Russia’s Black Sea Fleet has been degraded but not defeated by recent Ukrainian strikes in annexed Crimea, a think tank has said.
The Institute for the Study of War (ISW), a U.S.-based think tank, made the assessment in its latest analysis of the conflict in Ukraine on Sunday. Since June, Kyiv has conducted a campaign of strikes against Russian military infrastructure, headquarters, and logistics routes in Crimea. This is to degrade Moscow’s ability to use the Black Sea peninsula as a staging and rear area for Russian defensive operations in southern Ukraine, the ISW said.
Strikes in Crimea, which is Russia’s central logistics hub for its forces in southern Ukraine, have become routine in recent months amid Kyiv’s counteroffensive to reclaim territory occupied by Russian forces. Attacks have struck military targets in a push to weaken Moscow’s defenses and disrupt Russia from transporting equipment, weapons, and troops from mainland Russia into the peninsula.
Russian President Vladimir Putin‘s Black Sea Fleet has been targeted in a number of strikes. On September 22, Ukraine launched a missile attack on the fleet’s headquarters in Sevastopol, reportedly killing a number of top officers.
Nine days earlier, on September 13, a Ukrainian missile attack on the Sevastopol shipyard damaged a Russian submarine and cruise-missile carrier—the Rostov-on-Don—and a large vessel, the Minsk, as they underwent repairs.
“Strikes on Black Sea Fleet assets are degrading its role as a combined arms headquarters but have not defeated it as a naval force,” the ISW said.
“Ukrainian strikes generate outsized morale shocks among Russian commanders and in the Russian information space.

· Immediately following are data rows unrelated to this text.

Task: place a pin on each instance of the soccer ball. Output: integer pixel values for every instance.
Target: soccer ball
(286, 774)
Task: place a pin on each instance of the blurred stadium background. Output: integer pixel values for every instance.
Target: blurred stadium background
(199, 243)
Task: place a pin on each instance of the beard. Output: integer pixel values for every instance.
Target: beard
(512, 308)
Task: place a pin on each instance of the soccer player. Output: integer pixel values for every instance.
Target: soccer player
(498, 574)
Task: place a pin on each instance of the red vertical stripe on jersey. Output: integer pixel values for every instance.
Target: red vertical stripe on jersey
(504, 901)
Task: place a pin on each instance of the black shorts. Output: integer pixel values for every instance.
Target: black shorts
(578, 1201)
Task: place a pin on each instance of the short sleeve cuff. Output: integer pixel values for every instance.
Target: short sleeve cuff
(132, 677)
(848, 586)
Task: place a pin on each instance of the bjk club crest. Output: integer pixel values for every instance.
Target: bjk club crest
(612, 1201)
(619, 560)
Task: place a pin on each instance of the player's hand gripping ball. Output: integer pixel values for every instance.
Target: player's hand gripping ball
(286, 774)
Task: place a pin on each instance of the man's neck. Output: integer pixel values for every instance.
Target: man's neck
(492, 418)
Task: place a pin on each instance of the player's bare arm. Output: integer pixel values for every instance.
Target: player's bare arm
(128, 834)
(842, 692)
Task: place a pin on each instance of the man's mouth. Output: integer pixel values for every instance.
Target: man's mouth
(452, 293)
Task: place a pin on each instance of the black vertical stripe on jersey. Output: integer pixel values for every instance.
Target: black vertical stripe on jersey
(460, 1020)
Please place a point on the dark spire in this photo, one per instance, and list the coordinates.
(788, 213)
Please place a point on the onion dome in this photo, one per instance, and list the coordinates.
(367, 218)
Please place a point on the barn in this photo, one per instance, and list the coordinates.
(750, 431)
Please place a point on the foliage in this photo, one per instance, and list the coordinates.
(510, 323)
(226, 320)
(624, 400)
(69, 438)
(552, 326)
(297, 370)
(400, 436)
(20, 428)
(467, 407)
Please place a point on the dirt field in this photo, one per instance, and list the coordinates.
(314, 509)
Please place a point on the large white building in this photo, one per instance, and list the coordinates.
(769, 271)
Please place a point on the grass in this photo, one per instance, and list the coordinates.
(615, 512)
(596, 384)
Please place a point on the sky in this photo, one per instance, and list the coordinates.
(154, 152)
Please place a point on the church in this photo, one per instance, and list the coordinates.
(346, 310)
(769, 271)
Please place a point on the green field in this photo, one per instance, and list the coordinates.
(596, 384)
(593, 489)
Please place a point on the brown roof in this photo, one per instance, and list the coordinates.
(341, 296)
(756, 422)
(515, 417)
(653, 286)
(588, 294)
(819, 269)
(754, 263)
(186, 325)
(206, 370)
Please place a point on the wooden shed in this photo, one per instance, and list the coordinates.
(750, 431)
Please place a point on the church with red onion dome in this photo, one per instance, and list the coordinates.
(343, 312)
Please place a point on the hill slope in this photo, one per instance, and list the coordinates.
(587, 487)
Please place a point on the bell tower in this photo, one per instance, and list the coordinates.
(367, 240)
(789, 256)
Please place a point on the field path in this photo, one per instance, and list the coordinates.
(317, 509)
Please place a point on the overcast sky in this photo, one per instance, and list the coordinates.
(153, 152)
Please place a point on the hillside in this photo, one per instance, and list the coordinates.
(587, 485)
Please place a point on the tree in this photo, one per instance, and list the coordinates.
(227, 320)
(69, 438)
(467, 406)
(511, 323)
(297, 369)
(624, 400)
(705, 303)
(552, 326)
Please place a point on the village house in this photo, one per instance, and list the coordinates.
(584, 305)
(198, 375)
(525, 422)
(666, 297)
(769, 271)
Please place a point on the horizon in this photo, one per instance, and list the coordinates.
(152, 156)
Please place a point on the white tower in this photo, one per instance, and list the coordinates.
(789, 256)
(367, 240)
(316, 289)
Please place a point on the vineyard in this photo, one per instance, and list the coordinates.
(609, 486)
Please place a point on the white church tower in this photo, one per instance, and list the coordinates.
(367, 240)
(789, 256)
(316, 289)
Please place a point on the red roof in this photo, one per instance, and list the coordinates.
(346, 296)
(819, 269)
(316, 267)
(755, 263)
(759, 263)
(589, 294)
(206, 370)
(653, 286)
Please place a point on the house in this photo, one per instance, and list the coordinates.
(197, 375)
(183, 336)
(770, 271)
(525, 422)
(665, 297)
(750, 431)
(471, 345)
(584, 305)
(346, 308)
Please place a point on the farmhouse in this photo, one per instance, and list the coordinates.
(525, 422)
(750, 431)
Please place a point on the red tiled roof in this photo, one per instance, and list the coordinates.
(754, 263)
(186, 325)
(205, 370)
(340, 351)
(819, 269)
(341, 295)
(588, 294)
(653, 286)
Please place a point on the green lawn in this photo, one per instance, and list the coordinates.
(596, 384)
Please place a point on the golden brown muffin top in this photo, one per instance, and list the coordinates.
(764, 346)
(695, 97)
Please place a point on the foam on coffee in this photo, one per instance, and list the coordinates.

Western provision of long-range missiles to Ukraine would amplify this ongoing, essential, and timely campaign to weaken Russia’s ability to defend southern Ukraine,” the think tank added.
Newsweek has contacted Russia’s Defense Ministry by email for comment.
Recent satellite images show that some of the largest ships of the Black Sea Fleet have repositioned from the port of Sevastopol in Crimea.
Russian frigates Admiral Essen and Admiral Makarov, three diesel submarines, five large landing ships, several small missile ships, one large landing craft, minesweepers and other small ships have been relocated from Sevastopol, the images show.
Last month, Andriy Zagorodnyuk, former Ukrainian defense minister and now an adviser to the ministry, told Newsweek that Russia’s surviving Black Sea vessels are old and outdated and therefore have issues.
“They were all built a long time ago. They have some significant issues with weapons, equipment, and so on,” Zagorodnyuk, said, adding that replacing destroyed or badly damaged vessels will take years, not months.